The proof of concept exploit is now part of the Metasploit Framework 3.0 source tree.

msf > use auxiliary/dos/wireless/daringphucball

Moore's choice of names for his exploit is hardly happenstance. It relates directly back to an exchange he had with a certain Apple Macintosh demagogue about the Ellch/Maynor exploit.

John, your arrogance and complete naivete in all things security has finally gotten to me.

I saw their Black Hat presentation, I know both of them personally, and I would stake my reputation that neither one of them is blowing smoke when they say they have a working exploit.

The only entities with real information about the Apple driver bug are Johnny, David, SecureWorks, and Apple. This is how it will stay until the patch is released. Johnny published the technical details to reproduce the bugs he personally found. If this doesn't display some level of 'evidence', no amount of bloggery and 'challenges' will.

You could easily convince me that you aren't a moron by flying to Austin (TX) and taking a standard IQ test in front of me. If you don't show up by next week, I will have proved that you indeed are a moron, and will post to my blog to make it seem credible.

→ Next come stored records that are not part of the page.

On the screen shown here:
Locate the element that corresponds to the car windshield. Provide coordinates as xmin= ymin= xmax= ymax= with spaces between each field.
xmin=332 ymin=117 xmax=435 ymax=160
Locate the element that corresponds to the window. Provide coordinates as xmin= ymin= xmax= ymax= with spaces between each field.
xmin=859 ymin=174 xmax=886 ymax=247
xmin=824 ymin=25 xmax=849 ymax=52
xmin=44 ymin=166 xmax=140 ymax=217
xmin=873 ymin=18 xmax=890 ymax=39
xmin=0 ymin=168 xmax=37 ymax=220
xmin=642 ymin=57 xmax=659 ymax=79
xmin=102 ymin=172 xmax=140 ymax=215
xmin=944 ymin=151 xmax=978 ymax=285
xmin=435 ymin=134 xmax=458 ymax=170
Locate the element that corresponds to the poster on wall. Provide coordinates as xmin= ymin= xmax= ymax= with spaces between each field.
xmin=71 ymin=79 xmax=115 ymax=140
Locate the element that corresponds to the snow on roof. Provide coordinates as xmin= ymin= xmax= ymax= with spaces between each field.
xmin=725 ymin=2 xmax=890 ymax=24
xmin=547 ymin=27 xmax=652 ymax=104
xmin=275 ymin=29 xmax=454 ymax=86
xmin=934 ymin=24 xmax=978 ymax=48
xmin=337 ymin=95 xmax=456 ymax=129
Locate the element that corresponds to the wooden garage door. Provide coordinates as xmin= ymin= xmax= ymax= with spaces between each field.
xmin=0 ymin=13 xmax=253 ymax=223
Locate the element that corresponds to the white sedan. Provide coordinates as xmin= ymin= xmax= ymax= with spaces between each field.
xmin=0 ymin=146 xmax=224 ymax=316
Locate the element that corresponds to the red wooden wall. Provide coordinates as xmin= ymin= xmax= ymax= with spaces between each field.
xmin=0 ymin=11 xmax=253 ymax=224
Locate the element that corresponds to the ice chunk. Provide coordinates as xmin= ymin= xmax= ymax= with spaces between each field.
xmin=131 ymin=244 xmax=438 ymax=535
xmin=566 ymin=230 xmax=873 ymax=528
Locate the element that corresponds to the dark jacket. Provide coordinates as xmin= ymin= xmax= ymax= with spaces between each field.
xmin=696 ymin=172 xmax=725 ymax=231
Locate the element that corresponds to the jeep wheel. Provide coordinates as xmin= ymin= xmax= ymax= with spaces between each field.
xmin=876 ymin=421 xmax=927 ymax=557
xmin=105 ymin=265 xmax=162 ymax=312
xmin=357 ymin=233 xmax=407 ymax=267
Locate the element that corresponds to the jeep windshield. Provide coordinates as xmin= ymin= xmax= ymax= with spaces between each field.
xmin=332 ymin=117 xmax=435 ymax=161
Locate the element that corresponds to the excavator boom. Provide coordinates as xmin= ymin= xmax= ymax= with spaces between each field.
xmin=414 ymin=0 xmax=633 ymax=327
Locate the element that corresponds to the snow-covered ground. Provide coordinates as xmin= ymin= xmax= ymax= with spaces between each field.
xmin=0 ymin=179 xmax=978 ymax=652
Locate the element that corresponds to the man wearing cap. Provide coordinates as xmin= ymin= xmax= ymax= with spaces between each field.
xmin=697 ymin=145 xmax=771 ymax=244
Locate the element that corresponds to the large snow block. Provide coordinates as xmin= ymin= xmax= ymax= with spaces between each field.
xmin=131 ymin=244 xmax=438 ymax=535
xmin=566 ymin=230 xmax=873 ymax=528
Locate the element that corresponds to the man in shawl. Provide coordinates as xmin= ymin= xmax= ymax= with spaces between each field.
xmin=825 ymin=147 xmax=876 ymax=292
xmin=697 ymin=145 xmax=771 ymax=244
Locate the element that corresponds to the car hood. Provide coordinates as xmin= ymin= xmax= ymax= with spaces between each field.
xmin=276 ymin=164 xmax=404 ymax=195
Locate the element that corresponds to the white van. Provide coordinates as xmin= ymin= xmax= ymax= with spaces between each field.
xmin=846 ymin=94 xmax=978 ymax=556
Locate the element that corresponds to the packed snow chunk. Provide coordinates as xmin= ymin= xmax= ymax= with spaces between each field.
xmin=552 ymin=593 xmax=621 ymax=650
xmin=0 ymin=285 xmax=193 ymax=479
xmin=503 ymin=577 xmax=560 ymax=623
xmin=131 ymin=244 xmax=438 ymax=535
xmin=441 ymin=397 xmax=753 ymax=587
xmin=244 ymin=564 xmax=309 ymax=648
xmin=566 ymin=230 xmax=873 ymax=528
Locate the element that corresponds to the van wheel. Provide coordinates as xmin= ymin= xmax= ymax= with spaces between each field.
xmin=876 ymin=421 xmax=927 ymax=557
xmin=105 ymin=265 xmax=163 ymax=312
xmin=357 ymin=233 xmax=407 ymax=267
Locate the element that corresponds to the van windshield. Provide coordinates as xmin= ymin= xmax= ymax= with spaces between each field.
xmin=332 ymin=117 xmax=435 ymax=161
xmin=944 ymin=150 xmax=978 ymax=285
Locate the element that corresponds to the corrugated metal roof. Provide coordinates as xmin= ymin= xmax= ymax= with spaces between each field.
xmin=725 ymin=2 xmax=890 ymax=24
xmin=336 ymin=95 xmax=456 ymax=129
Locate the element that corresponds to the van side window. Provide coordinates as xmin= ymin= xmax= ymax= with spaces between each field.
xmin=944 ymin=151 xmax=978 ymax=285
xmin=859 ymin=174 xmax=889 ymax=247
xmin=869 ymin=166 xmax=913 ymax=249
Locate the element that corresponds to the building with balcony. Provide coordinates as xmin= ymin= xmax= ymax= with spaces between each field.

If you do show up and score 100 or higher, I will pay for your airfare, otherwise you walk home.

Sound fair?

The implications are obvious if you understand the details. If you don't understand what remote code execution at ring-0 means, it's not Johnny's job to educate you (nor mine). It also not Johnny's job to feed you with quotes to post on your blog.

Welcome to the world of vulnerability disclosure, disclosure policies, and corporate politics. Johnny posted enough details to back his claim about the Centrino driver issues (a flaw that probably affects more systems than Apple has actually shipped). The Apple driver bugs will have to wait for public patch release. If you don't like it, tell Apple to fix their code faster.

Gee, if a large company made legal threats against you, and one of the terms of out-of-court settlement was to not comment on it publicly, what would you do? Rise to the challenge of some self-righteous blogger and be sued into oblivion? I don't know whether this is the case, but use some common sense please.